The St. Catharines Standard
Tuesday, 06 April 2010 00:00

Spotlight on Niagara

By Cheryl Clock

The St. Catharines Standard
Tuesday April 6 2010


He's stood in the same spot for eight hours in the name of art. He's melted and moulded records into stealth bombers for an exhibit at Rodman Hall. And he's explored the interactiveness of performance art by staging an event in the downtown in which he taught himself how to tightrope walk on a rope he tied between two trees.

In a couple weeks, 24-year-old artist Ryan Rivando will again push his own boundaries by bringing his video art to the wall of the old Russell Hotel in downtown St. Catharines.

It's all part of the second annual In the Soil, a festival that celebrates and showcases the wide array of homegrown artists who have sunk roots into Niagara.

The festival will feature a medley of art forms -- music, video, media, theatre, dance and performance -- from more than 70 artists, over 10 days, from April 15 to 24.

All but one of the 11 venues are downtown. On Friday, April 23, the second to last day of the festival, Tony Dekker, Great Lake Swimmers frontman and Wainfleet native, will bring his band to the Sean O'Sullivan Theatre at Brock University.

The idea for such a festival sprouted from the ground up. Annie Wilson, program assistant at the Niagara Artists Centre and one of the festival's founders, says it not only gives Niagara artists a canvas to show off their talents, but helps to cultivate a wider audience appreciation for previously unknown artists and art forms. The juried festival welcomes all artists, emerging to established.

"I want people to be excited about what's happening here," she says. "And be excited about art created in our own backyard."

Among the new features this year:

A three-day theatre showcase called Crop Rotation, from April 16-18, featuring three local, full-length productions at the Sullivan Mahoney Courthouse Theatre.

A variety night on April 15 including burlesque, spoken word, comedy and sound making at the Courthouse Theatre.

Street-level installations by media artists.

Every night, from about 9 p.m. to midnight, people can gather by the vacant lot at the corner of St. Paul and James streets to watch the work of four video artists projected onto the only remaining wall of the former Russell Hotel. Think of their work as active paintings, says Stephen Remus, NAC director.

And on April 17, the wall will feature screenings of short films. Everything from a work involving snails to one that tells the story about the travels of a nickel, says Remus.

In the meantime, a portion of the wall will get a new paint job to cover over an existing mural.
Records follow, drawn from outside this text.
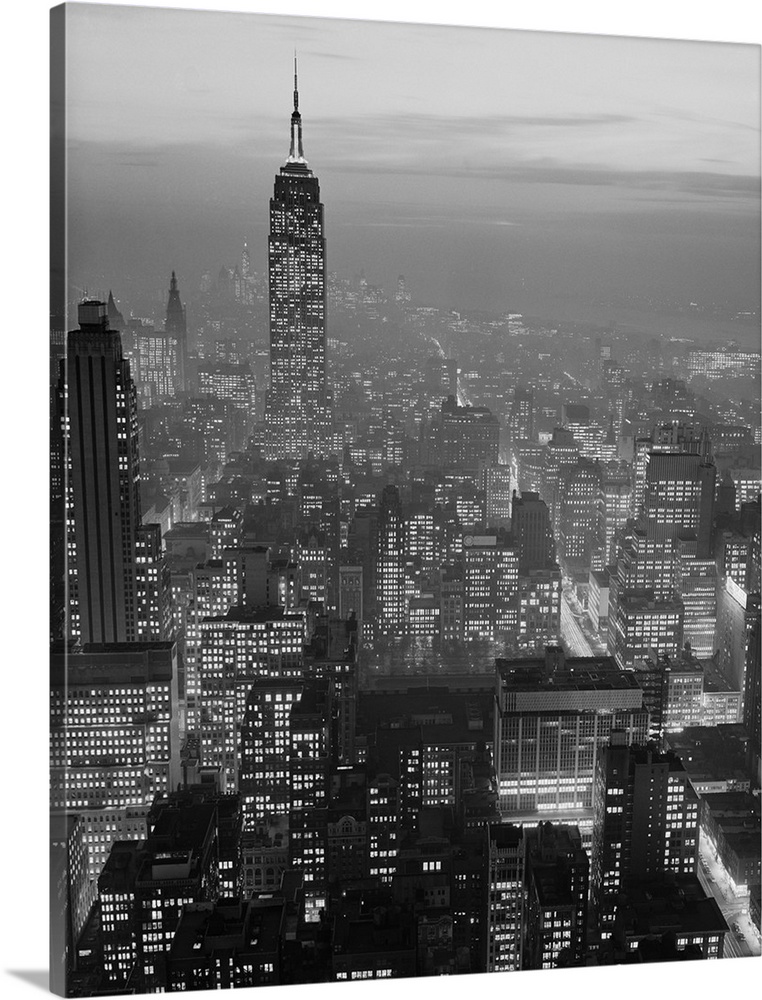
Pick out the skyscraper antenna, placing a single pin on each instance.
(296, 86)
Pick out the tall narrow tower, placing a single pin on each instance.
(297, 412)
(175, 327)
(103, 483)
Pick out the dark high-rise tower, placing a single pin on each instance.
(175, 327)
(297, 413)
(390, 564)
(103, 498)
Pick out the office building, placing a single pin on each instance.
(101, 430)
(553, 717)
(238, 649)
(391, 608)
(530, 526)
(578, 520)
(646, 823)
(558, 883)
(265, 744)
(638, 624)
(176, 331)
(490, 587)
(470, 436)
(114, 738)
(506, 850)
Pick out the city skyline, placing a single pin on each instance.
(411, 598)
(609, 168)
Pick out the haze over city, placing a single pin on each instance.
(574, 176)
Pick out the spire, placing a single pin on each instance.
(296, 152)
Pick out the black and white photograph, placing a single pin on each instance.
(403, 409)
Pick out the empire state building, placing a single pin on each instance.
(297, 411)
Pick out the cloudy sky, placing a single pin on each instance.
(493, 168)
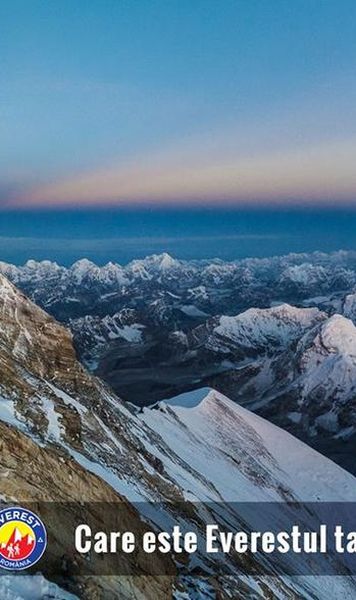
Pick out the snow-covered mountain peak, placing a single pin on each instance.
(338, 335)
(278, 325)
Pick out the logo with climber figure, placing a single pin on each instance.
(23, 538)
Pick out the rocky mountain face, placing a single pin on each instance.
(66, 436)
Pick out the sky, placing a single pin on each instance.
(174, 102)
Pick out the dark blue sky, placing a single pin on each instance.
(177, 101)
(121, 235)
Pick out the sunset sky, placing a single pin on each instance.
(118, 102)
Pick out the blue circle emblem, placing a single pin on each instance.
(23, 538)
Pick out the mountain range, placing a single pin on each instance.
(66, 436)
(275, 335)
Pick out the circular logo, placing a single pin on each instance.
(23, 538)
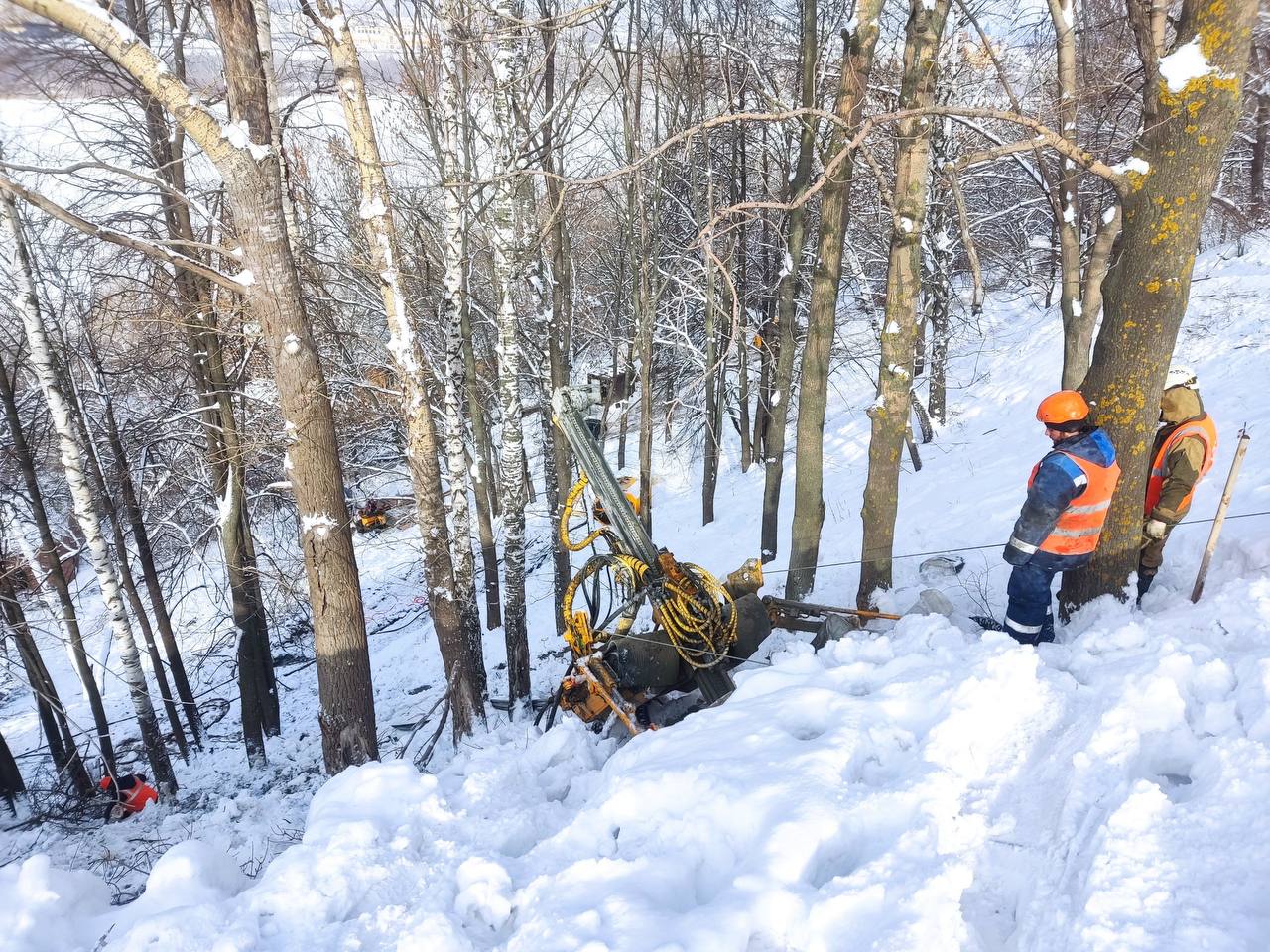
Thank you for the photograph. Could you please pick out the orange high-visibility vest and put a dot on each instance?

And Rivando, who works at Strega Cafe, will bring the Russell back into the public consciousness with his video art, which will incorporate projections of the hotel itself.

The Russell, which in its later years housed an alternative/punk bar called Jerry's Alley, was demolished in 1996.

The creative process behind all this involves building a model of the hotel, filming it, adding some other videos and editing it all together so that the end product requires just one projector, set up across the street inside the Scotiabank building. The images will appear about one storey tall.

Rivando enjoys exploring the side of art less travelled.

When the St. Catharines artist was a visual arts student at Brock University, he became intrigued by the concept of performance art and decided to explore it further by standing on the sidewalk corner of St. Paul and Ontario streets for eight hours. No food or drink. One quick bathroom break.

"You intervene in everyday life and bring something abnormal to it," he says.

He repeated the artistic experiment during one James Street Night of Art, hiring a friend to stand in the middle of James Street (it was closed to traffic) and videotaping how people interacted with him.

On other occasions, he set out to explore people's reaction as they observed him trying to learn circus skills. His exhibits included standing by the St. Catharines bus station while trying to juggle, attempting to ride a unicycle in front of the Centennial library, and tying a rope between two trees near the James Street entrance to the library and trying to walk across it while holding out his arms for balance.

"It makes people feel awkward when they see something that's not the usual occurrence," he says.

These days, he's working on compiling different elements for a childhood dreams project.

As a kid growing up in Fort Erie, he thinks he remembers watching a stealth bomber fly over his house. He's actually not sure if it's a real memory or one he imagined.

But regardless of its authenticity, the flashback to childhood awakened his artistic interest in exploring memories.

To that end, he filmed himself flying around with a stealth bomber he'd made from a melted LP. (It was from a collection he'd created and exhibited at NAC and Rodman Hall.)

And more recently, he dressed up in Chicago Blackhawks garb and skated around the ice at the four pad, taking shots at the net and performing other hockey feats as if he was a draft pick, all the while filming himself.

He hopes to assemble other memory components to complete the overall work.

Sure, he could paint. Or draw. But he's more interested in exploring the unconventional, he says.

"I try to find new art forms that fit my interests better."